Debate over the bill has also split the agricultural community. The county’s Farm Bureau doesn’t support further construction of DAF tanks whereas the Delmarva Chicken Association has urged the county not to place additional restrictions on farm activity.
The fetid tanks would alienate residents from the farming community, county Farm Bureau President Geno Lowe said. The bureau has no problem with farmers spreading DAF on county cropland but draws the line at storing it in mass quantities, he said.
“It is foul stuff,” he said. “I don’t know how else to explain it. It’s like nothing else I’ve ever smelled.”

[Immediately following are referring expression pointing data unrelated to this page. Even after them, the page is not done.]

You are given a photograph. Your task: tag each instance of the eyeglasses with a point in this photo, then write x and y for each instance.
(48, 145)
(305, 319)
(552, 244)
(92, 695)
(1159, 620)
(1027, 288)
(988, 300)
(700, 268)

But any restrictions the council passes are a slippery slope that could lead to the further erosion of agricultural rights in the county, said Holly Porter, executive director of the Delmarva Chicken Association. The state recognizes the material as a legal soil amendment used by regional farmers, she said.
“This is an ag product that is being stored in an ag structure,” she said.
There are no current proposals for additional storage tanks in the county, but the debate over their use began in 2019 when the county allowed the construction of a multi-million-gallon tank on Porter Mill Road that sparked protest from some residents as well as a lawsuit. The tank receives sludge from facilities in several states.
Storage facilities are essential on Maryland’s Eastern Shore, however, because the state restricts the spreading of nutrients on cropland from Dec. 16 to Feb. 28, Porter said. Poultry integrators continue to process poultry during that period, requiring storage tanks large enough to accommodate the resultant sludge. Storage closer to farms is ideal, she said.
“There were many people in the community who were complaining about the (field) application,” she said. “Well, the faster we can get it into the ground, the shorter the time for those smells as well.”
The council has also considered bills that would ban DAF tanks entirely or restrict them to industrial-zoned land. Only the bill restricting their construction to agricultural-zoned land was on the agenda for the council’s meeting this week. Any existing facilities would be grandfathered into the legislation.
Previous debates about tank restrictions suggest they’re supported by the council’s majority. It’s been debated since Republican Nicole Acle won the District 2 seat in 2019.
“It’s been a very long time, and I feel like we’ve explored every option,” she said.
The council will meet in Room 301 in the Government Office building at 6 p.m.